The big-screen TV, by its very nature, never stopped being obnoxious. It was obnoxious in the beginning of its rise in American homes, as evidenced by this hilariously dated 1983 commercial for the Zenith Space Screen 45, where the generic nagged husband character just wants to “watch the big game,” while the generic nagging wife character “doesn’t want a giant screen taking over [her] living room.”
Fourteen years later, in a 1997 episode of Frasier, Frasier gets a big-screen TV for his dad, but quickly regrets buying it as it’s also taken over his living room. In the Nicktoon Rocko’s Modern Life, the big-screen TV that Rocko buys ends up abducting the brain of his buddy Heffer, which, as any parent will tell you, isn’t that far from reality. Though maybe the best illustration of how obnoxious these TVs were was from a 2007 short starring Goofy, where Goofy installs a convoluted home theater system and everything goes wrong in classic Goofy style.

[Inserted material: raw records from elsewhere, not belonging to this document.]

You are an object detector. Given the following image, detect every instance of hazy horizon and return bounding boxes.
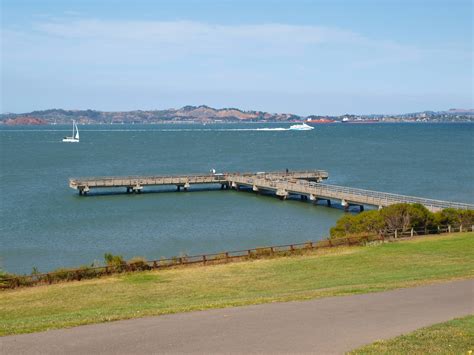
[0,0,474,116]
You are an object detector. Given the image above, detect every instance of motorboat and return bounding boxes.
[289,123,314,131]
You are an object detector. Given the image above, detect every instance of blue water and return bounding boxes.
[0,124,474,273]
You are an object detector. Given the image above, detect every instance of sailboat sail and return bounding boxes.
[74,123,79,140]
[63,121,79,143]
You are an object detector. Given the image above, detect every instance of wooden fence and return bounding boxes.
[0,226,474,289]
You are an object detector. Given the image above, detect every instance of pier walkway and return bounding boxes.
[69,170,474,211]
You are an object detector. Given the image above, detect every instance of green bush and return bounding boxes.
[330,211,385,238]
[104,253,127,272]
[330,203,468,238]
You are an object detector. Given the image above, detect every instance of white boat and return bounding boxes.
[289,123,314,131]
[63,121,79,143]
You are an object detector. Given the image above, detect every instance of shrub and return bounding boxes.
[104,253,127,272]
[128,256,151,270]
[434,208,474,228]
[330,211,385,238]
[330,203,448,238]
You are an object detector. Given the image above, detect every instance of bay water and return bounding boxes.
[0,123,474,273]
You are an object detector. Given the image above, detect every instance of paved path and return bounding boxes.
[0,280,474,354]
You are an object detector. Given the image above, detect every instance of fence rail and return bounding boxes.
[0,225,474,289]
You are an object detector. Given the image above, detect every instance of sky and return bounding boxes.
[0,0,474,115]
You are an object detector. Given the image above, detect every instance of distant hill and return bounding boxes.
[0,105,302,124]
[0,105,474,125]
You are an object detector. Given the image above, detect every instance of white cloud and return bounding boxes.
[3,19,415,60]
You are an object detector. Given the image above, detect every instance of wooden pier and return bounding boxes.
[69,170,474,212]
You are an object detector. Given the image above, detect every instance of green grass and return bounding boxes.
[0,233,474,335]
[349,316,474,355]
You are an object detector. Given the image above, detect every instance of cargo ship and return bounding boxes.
[306,118,336,124]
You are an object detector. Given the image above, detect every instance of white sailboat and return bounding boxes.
[63,120,79,143]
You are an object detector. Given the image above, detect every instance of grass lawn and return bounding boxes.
[0,233,474,335]
[350,316,474,355]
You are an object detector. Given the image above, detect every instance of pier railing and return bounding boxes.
[0,225,474,289]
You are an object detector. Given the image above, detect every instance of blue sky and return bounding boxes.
[0,0,474,115]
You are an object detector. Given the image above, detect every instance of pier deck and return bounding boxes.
[69,170,474,211]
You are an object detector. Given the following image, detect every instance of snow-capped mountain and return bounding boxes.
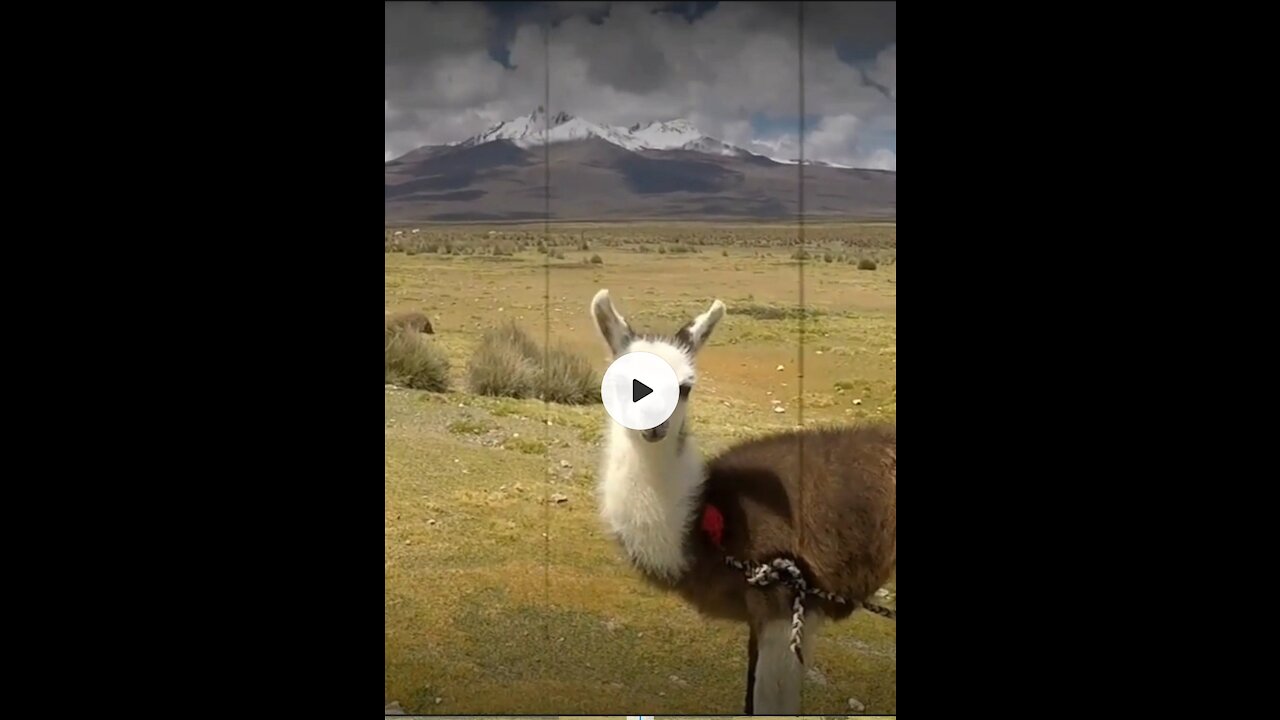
[454,108,751,158]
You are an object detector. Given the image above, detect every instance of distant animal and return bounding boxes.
[590,290,897,715]
[383,310,435,334]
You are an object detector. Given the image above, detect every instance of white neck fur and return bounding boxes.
[599,419,705,580]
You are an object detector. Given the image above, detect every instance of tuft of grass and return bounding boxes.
[383,327,449,392]
[539,347,600,405]
[503,437,547,455]
[448,418,489,436]
[728,302,822,320]
[467,322,541,398]
[467,322,600,405]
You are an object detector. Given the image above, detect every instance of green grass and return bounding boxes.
[384,225,897,716]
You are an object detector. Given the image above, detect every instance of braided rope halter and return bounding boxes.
[701,503,897,665]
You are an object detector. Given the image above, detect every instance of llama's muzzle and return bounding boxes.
[640,420,671,442]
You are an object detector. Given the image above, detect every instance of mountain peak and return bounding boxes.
[457,111,751,158]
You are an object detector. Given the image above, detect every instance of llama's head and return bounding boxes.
[591,290,724,442]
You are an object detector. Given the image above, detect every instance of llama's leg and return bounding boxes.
[753,609,804,715]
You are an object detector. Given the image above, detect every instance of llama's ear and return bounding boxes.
[676,300,724,352]
[591,290,631,357]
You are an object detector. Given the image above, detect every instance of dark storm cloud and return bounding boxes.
[384,3,897,165]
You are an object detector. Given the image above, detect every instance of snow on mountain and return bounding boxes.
[456,108,750,158]
[769,158,856,170]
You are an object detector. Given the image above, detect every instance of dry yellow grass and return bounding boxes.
[384,225,897,715]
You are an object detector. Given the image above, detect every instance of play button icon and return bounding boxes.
[600,352,680,430]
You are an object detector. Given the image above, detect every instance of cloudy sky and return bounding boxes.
[383,1,897,170]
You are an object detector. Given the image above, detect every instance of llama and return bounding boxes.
[383,309,435,336]
[591,290,897,715]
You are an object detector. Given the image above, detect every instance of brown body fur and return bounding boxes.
[627,425,897,624]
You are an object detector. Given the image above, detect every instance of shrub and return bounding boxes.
[383,327,449,392]
[539,347,600,405]
[467,322,600,405]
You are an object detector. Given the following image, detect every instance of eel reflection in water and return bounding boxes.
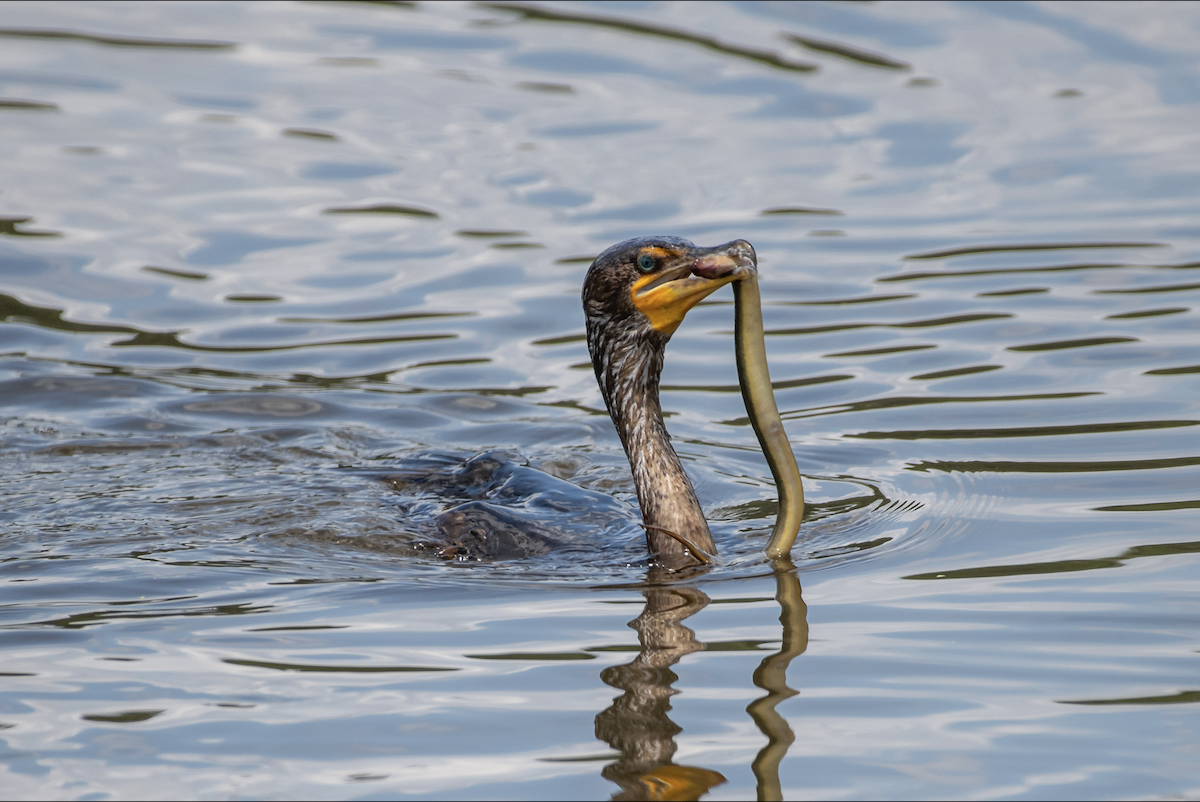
[583,237,804,570]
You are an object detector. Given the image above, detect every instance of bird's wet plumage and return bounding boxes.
[583,237,755,569]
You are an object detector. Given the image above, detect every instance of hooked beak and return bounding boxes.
[630,239,757,335]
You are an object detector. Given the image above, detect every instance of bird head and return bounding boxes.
[583,237,757,342]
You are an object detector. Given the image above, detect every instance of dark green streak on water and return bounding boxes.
[221,657,460,674]
[476,2,817,72]
[1092,283,1200,295]
[753,393,1103,426]
[846,420,1200,439]
[764,312,1014,336]
[1008,337,1138,352]
[1092,499,1200,513]
[784,34,912,70]
[908,456,1200,473]
[0,28,238,50]
[901,540,1200,579]
[904,243,1166,261]
[1057,690,1200,705]
[80,710,166,724]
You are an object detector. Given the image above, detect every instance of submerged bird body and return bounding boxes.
[583,237,756,569]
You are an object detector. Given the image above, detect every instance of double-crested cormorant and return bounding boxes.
[583,237,804,569]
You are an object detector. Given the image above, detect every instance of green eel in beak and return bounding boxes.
[583,237,804,570]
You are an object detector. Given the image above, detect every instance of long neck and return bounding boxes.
[588,321,716,568]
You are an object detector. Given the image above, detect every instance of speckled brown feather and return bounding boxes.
[583,237,716,568]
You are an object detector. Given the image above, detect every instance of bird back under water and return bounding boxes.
[398,237,804,570]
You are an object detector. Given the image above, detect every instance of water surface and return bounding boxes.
[0,2,1200,800]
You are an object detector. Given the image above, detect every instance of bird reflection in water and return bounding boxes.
[595,561,809,800]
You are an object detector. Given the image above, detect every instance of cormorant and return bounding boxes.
[583,237,804,569]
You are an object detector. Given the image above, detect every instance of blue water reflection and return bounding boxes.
[0,0,1200,798]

These TVs weren’t just bulky, however; they were also generally not that good. Because they were a reflected image instead of a direct one, the image was darker than a traditional TV — to compensate, they utilized a stronger bulb, which burned out sooner than most TVs. Also, despite a bigger screen, the resolution was often lower because it was a smaller CRT image, reflected to look bigger. Further, they had a limited viewing angle, which meant that you basically had to be sitting straight in front of it to see anything at all.
In fairness, over time, these problems improved and the units would become smaller, but they wouldn’t be able to compete with flat-screens TVs, which hung like a picture on the wall. Indeed, as Goofy was tangling with his massive set in 2007, rear-projection screens were already on their way out, giving way to plasma and LCD screens as the luxury TVs of choice. And in 2012, the rear-projection screen would officially die out when Mitsubishi exited the TV market, taking with it the last rear-projection TVs available.
In the years since, the only way to get a rear-projection TV is at your local Goodwill or at a neighbor’s yard sale. Or, like me, you can get one for free from someone who just wants that worthless bulk out of their house — and let me assure you, those TVs are quite worthless. I’ve probably only played my classic games on mine two or three times in the last four years, preferring the clearer picture and superior sound of a modern TV. I also discovered that I can’t tell the difference between 4 milliseconds and 8 milliseconds, so that whole “lag” thing didn’t matter, either.
Finally, I was reminded that Duck Hunt is boring as fuck and is certainly not worth having this giant, obsolete monster in my basement, where it now sits disconnected, collecting dust in a corner.
Speaking of which, if anyone wants a free, big-screen TV, let me know, I’ve got one with your name on it.